Adobe Digital Video Collection: Cost-effective, Tightly Integrated

When choosing software for a digital media curriculum, there are always two major issues to consider: the presence of the software in the industry and user community and how “teachable” the software is. On both counts, Adobe’s Digital Video Collection is an attractive package to help students master digital video.

The Digital Video Collection includes four applications, Adobe Illustrator, Photoshop, Premiere and After Effects.

As a group, these four packages’ strongest benefit is Adobe’s uniform interface. Although there are differences in the interface to match the different functions of each program, once a student becomes familiar with the basic characteristics of the Adobe interface, each succeeding Adobe product is easier to learn. In addition to uniformity of interface, these four packages reap the benefit of being from the same company in other ways, including a fairly seamless exchange of files and maintaining the integrity of layers.

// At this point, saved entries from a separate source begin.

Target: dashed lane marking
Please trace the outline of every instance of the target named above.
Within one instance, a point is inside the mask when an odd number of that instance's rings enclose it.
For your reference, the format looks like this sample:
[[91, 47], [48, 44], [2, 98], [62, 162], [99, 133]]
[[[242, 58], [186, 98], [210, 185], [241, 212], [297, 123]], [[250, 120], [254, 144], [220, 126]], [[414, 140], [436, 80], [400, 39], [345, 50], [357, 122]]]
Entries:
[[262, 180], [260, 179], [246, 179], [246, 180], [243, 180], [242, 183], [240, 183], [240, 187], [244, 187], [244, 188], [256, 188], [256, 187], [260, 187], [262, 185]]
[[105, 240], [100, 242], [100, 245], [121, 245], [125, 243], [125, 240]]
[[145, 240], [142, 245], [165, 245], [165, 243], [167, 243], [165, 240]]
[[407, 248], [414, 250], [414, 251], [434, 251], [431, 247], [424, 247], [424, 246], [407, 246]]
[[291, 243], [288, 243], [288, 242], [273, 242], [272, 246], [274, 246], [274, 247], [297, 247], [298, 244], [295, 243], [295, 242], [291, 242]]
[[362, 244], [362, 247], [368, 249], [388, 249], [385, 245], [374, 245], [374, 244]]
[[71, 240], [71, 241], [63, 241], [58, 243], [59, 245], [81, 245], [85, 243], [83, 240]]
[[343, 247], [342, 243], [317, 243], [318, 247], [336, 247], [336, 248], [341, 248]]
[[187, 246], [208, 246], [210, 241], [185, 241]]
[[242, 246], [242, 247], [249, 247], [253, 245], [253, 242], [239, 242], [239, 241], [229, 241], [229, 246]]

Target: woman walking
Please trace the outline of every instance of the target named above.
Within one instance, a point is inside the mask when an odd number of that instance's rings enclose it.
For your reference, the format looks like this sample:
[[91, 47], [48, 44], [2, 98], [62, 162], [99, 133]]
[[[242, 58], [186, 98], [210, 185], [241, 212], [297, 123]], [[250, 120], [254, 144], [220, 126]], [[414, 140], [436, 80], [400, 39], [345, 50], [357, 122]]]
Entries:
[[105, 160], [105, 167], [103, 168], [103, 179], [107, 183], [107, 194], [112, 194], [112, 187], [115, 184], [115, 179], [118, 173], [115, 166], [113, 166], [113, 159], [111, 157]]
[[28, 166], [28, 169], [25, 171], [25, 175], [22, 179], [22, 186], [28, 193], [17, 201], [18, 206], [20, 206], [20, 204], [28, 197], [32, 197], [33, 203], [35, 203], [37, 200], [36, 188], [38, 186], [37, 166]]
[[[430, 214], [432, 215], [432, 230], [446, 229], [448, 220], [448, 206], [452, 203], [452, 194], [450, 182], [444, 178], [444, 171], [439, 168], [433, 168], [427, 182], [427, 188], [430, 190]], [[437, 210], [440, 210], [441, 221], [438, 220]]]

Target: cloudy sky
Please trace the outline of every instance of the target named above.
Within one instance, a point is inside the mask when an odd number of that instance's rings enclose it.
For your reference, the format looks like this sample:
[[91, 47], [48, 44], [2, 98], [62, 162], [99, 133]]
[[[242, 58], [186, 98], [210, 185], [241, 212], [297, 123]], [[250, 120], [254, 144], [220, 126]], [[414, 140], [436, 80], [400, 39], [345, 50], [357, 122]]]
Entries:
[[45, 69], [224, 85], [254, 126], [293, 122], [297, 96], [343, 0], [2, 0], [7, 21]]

Individually, the packages also have advantages. Illustrator holds the lion’s share of today’s vector-based illustration market. While its use in creating digital video can certainly be questioned, the value of being fluent in Illustrator cannot be over-stated. If your only focus is on digital video production, you may find Illustrator the most underused application of the package. But if your focus is broader, the inclusion of Illustrator makes this package a economical.

Photoshop is everywhere. Every digital artist, whether a layout artist, Web designer, 3D animator, or video artist, uses this powerful raster tool. With each version of Photoshop comes more power and more versatile features. Unfortunately, this added versatility comes with a price: the days of a sleek image editing application are gone; so are the days of getting by with minimal RAM.

If you’re using an older machine with 64Mb of RAM, you probably will be more frustrated than empowered with Photoshop 6. The tools are also becoming so diverse and so deep, teaching Photoshop 6 can feel a bit like trying to teach someone to weed their flowerbed with a bulldozer. Its easy for a student to become bogged down in the myriad options and flexibility of the Photoshop toolset. Plan on spending some time becoming acquainted with this program’s dark corners and how to back out of them, because you’ll inevitably find your students there.

Still, with new features like resolution-independent vector outputs, the entertaining liquify command (a sort of image putty), and a new ability to effectively manage layers and text, you’ll find the added time learning Photoshop 6 has big payoffs.

It would be hard to claim that Premiere (the video editing component of the package) is the end-all-be-all of digital video. As the gap between high-quality broadcast video editing and desktop video editing has narrowed, several powerful and elegant packages have emerged, leaving Premiere to play catch-up. However, with version 6, Premiere comes into its own with the NLDV Firewire revolution. Using any G3 or G4 Mac, or any PC with a Firewire (IEEE 1394) card, Premiere allows for full NTSC video capture. The editing of this DV-compressed video will enable students to work with and output broadcast quality video from the start rather than the traditional 320x240 projects of yesteryear.

Perhaps the most powerful selling point of Premiere is its scalability as a teaching tool. Although Premiere 6 will permit Single-Track editing, it will also allow students to work in the A/B Editing workspace. Students should learn Single-Track eventually, but A/B editing is such an intuitive and visual way to edit that here at the University of the Incarnate Word, we often teach everything that our beginning 3D animation students need to know to assemble their 3D projects in one session. The transitions are easy to understand, timing and sound fall into place easily, and students see immediate success.

After Effects is just plain fun power. True creativity emerges when students get their hands on this compositing package. Although perhaps not the industry cornerstone, it is widely used. It is a great way to get students started in multilevel time-based media. The production bundle comes with robust filters that can be combined in dynamic ways to create a look and feel unique to each student. “Intelligent caching” makes workflow smoother and helps with RAM-challenged machines.

Both After Effects and Premiere are powerful programs that need large amounts of RAM. Adobe recommends miniscule amounts of RAM and storage space for these two packages, but its hard to maintain momentum when students can’t keep their machines from crashing, or can’t output their files due to lack of RAM and hard drive space.

Students well trained in these four packages will be well trained in tools seen everywhere in the industry. You simply cannot escape the reach of Adobe in the digital media world. If you are working with dated hardware, upgrading to this package may not be the best choice, but with good hardware, and time to explore its new and powerful features, the Digital Video Collection from Adobe is becomes a potent teaching package.